More than four and a half thousand years ago, a square was marked in the desert a few kilometers west of the river Nile. It was a blueprint, writ large, for the construction of what would become mankind’s most enduring achievement. For the next twenty years, large stone blocks would be hauled into place, one every five minutes, day or night. Six million tons of stone later, the greatest of the pyramids was complete.
As Khufu, Pharaoh of the Fourth Dynasty, conceived of this incomparable endeavor, could he have possibly imagined the legacy his tomb would carry? Khufu’s pyramid would remain the tallest manmade structure in the world for nearly four thousand years. When the Hanging Gardens of Babylon, next-oldest of the Seven Wonders of the Ancient World, was completed, this pyramid west of the Nile was already two thousand years old. It is the only Wonder that still remains.
But, it will not last forever. If the shifting sands of the desert do not claim it, wind and rain will eventually reduce this icon to dust. When confronted with this ultimate fate, I sometimes find it difficult not to despair. How futile seem the efforts of man when even our most audacious successes are but fleeting in the history of the cosmos.
I invariably brighten, however, with the recollection that the mark of humanity will, in fact, endure the eons. For, there is a place where the wind never blows, the ground never shakes, and water will never flow. As with Khufu’s pyramid, placing a monument there took the focus of a great nation at the peak of its preeminence. It took the efforts, day and night, of nearly half a million people. More than a hundred million more footed the bill.
When compared to the great construction projects on Earth, the end result seems slight: a tiny metal frame, adorned by an even smaller plaque, and some boot prints in the dust. But, these boot prints were different than the untold number pressed into the Egyptian sand; they will last for a billion years.

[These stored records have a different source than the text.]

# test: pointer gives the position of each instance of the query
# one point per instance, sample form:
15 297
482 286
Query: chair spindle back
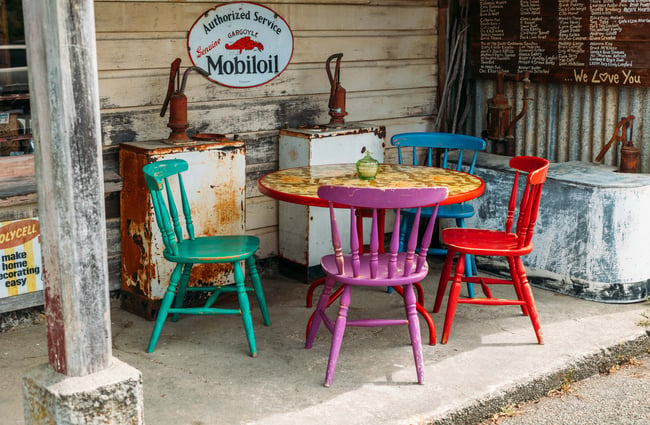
374 199
157 177
537 169
446 142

I think it’s striking that in order to make our presence here on Earth known for eternity, we had to leave the planet entirely. Like a child looking to take her first steps as an adult, we had to leave home and strike out on our own. And like every child, we were and continue to be imperfect. Our reasons for leaving were impure. Like Khufu, we built our monument not out of charity, but in the grandest of self-aggrandizing spirit. And, yet also like that Pharaoh so long ago, the result transcended us. Because, as the years pass first in decades and then millennia, our motivations begin to fall away. What remains is the essence of the effort: that human need to do the undoable, to go where we have never been, to build that which will last forever.